Defining the "Hispanic Work Ethic”
We Hispanics are used to being insulted and denigrated. After all, there are a wide variety of colorful slurs and cultural putdowns out there from which the bigot can choose.
However, “lazy” is one insult that's never seemed to stick. When people apply the term to Hispanics, there doesn't seem much conviction behind the epithet. After all, how can Latinos be lazy if they’re working hard to invade America and then steal everybody’s job? That sounds like quite a strenuous chore to me.
The stereotype of the shiftless Latino peaked back in the days when welfare cheats were the biggest bogeyman that white America had to face.
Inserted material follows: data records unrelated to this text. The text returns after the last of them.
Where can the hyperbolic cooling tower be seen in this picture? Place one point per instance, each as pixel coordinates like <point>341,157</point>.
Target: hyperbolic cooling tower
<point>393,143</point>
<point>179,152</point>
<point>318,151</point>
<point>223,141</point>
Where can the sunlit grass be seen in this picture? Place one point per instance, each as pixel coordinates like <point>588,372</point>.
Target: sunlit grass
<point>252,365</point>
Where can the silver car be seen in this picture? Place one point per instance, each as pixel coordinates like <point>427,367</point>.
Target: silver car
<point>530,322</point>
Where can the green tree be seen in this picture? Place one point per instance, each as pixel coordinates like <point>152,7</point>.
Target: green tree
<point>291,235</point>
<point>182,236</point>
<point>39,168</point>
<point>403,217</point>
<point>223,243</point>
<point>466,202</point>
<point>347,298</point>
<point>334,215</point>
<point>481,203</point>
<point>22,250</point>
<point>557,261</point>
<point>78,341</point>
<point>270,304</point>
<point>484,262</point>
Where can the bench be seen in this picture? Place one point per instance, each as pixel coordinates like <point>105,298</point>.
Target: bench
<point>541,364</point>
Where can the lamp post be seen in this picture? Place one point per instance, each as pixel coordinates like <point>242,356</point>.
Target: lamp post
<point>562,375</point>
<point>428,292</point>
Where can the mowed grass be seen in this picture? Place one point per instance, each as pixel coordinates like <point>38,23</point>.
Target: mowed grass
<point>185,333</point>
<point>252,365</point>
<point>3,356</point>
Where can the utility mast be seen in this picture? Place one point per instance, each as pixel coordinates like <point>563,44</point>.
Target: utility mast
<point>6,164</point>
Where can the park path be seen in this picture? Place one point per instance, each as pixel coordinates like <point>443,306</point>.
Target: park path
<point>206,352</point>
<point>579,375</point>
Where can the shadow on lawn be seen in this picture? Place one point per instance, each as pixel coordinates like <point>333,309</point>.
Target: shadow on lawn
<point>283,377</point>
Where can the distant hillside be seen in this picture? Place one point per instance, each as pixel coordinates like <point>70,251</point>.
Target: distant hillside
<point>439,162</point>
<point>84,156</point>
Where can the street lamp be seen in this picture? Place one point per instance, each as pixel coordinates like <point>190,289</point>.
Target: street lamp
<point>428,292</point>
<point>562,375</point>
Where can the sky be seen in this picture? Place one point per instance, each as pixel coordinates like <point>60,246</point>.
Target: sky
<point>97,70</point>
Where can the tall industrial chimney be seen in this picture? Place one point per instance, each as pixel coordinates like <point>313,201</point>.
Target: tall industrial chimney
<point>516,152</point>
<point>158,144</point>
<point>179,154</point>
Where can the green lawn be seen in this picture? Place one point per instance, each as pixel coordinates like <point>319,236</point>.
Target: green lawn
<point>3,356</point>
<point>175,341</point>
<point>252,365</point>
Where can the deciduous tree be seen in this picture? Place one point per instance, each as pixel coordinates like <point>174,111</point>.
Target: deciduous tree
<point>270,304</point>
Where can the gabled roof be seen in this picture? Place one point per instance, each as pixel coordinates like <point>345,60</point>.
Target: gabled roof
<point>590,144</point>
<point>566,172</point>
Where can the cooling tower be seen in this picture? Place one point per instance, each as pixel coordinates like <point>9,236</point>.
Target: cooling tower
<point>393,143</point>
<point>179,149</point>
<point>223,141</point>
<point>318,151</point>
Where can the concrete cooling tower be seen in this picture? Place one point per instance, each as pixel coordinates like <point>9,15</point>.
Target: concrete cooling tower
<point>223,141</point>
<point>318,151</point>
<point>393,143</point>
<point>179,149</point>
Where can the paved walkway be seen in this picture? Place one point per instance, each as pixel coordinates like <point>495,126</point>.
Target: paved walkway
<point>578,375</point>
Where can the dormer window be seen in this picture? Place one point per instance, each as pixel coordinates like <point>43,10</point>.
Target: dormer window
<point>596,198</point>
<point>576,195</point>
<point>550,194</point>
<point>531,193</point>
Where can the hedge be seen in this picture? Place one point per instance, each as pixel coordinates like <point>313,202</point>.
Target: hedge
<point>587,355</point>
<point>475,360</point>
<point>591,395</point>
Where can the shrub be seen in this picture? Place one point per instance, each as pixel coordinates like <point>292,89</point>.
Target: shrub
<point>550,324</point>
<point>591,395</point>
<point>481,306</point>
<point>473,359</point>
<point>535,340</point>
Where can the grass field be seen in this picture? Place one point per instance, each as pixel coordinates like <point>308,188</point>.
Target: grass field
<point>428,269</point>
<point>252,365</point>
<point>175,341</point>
Even then, though, it was scarier to paint African-Americans as lazy — a stereotype still resonates with many today. The bottom line is that Hispanics never had a Stepin Fetchit to serve as cultural shorthand.
In recent years, the claim that Hispanics are lazy has been further diminished. Instead, we're seeing the rise of a new cliche: one of the sweaty Latino knocking himself out to install your roof or finish your garden or clean your hotel room.
How much of this imagery is true? Sure, it's impossible to quantify or express an abstraction like “work ethic.” But I’m writing the post here, so this is my opinion: Hispanics value hard work, sometimes to the point of personal detriment.
Such a culture is deeply rooted in the origins of Hispanic culture. While Europe was in the Dark Ages, Latinos were building vast pyramids and mighty empires. That set the precedent for the value of sweating a lot.
But when those empires collapsed, as they tend to do, Hispanics didn’t take a cue from Europe, which was building cities and universities. Instead, we returned to the soil, where backbreaking toil became a prized endeavor (Jared Diamond’s Guns, Germs, and Steel has something to say about this). And then, of course, there was the fact that in later centuries, Europeans weren’t about to give up their economic advantages, so they colonized the New World and convinced the populace to keep slaving away — quite literally.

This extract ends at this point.